« Les Indes », poème fondateur d’Edouard Glissant par Sophie Bourel, une première à la Maison de la poésie à Paris
« La mémoire des esclaves et celle des esclavagistes doivent se rencontrer. Nous avons besoin de nous souvenir ensemble ». C’est ainsi que la comédienne Sophie Bourel présente l’enjeu de ce texte dit en public. Pas seulement lu pour soi mais partagé en public comme elle l’a fait lors d’une tournée dans les Caraïbes en 2009 (Cuba, Haiti, République dominicaine).
Reportage : C. Tortel, M. Bouretima, B. Haetjens, M. Bergeron, P. Evrard.

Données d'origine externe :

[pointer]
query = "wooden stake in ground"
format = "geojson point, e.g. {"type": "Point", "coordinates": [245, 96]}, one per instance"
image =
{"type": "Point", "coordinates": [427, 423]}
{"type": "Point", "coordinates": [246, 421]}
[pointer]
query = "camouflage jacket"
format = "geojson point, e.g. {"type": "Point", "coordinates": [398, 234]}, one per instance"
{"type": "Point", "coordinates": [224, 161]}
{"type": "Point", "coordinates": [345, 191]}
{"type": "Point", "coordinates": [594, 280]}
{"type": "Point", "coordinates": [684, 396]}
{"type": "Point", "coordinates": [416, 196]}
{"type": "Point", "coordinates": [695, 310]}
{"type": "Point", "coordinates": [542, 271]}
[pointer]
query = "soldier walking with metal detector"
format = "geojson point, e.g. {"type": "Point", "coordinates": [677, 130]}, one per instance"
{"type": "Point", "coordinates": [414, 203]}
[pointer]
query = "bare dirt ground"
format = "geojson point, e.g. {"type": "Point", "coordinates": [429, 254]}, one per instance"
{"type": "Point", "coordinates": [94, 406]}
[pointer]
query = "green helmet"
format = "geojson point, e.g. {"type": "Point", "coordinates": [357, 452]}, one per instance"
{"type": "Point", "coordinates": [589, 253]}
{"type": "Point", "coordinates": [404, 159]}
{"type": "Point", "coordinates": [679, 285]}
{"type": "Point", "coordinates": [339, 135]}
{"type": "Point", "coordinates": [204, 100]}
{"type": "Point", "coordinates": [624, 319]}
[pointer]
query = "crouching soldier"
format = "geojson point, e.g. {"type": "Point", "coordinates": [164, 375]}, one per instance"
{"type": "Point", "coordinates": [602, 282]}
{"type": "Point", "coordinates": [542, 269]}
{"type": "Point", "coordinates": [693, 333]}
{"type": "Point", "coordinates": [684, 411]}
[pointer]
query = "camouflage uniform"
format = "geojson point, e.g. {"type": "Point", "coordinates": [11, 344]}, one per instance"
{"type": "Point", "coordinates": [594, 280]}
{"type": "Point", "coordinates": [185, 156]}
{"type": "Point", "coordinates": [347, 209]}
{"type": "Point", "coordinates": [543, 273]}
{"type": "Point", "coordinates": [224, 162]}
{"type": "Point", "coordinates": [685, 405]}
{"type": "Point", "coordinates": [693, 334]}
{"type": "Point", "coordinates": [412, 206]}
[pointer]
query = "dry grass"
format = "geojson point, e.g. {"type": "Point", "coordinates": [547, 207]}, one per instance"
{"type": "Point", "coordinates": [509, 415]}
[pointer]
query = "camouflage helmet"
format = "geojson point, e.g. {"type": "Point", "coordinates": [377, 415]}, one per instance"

Pour préparer cette première à Paris, le 29 mai à la Maison de la poésie, elle a appris par cœur ce long poème d’une cinquantaine de pages. Une performance au vu de la langue de Glissant. Les images habituelles de la Découverte des Amériques par Christophe Colomb ne sont pas les seules convoquées.
« Mangrove textuelle »
Ce « poème de l’une à l’autre terre », selon le sous-titre originel, est un chant élégiaque, une « mangrove textuelle », pour reprendre l’expression de l’universitaire tunisienne Samia Kassab-Charfi, qui fait alterner un « lieu convoité », les Indes de Colomb et des conquistadores espagnols, et un « non-lieu », un lieu pensé comme utopie. Glissant a ainsi « décentré le regard élogieux du lecteur occidental », selon les mots de l’universitaire Anaïs Stampfli pour « l’initier à la pensée de la Relation ».Dans « Les Indes », Glissant confronte des mémoires antagonistes pour les faire dialoguer. Il esquisse ainsi des pistes pour le Tout-Monde à venir. Un long compagnonnage avec le poète disparu en 2011 avait permis à Sophie Bourel de travailler le texte au plus près de sa source. Le poème puise dans l’Appel, le Voyage, la Conquête, la Traite [négrière], les Héros [rebelles] et dans la Relation, selon les titres des six chants qui le constituent.
Deux ans après « Les Indes », en 1958, Édouard Glissant est lauréat du prix Renaudot pour son roman « La Lézarde ».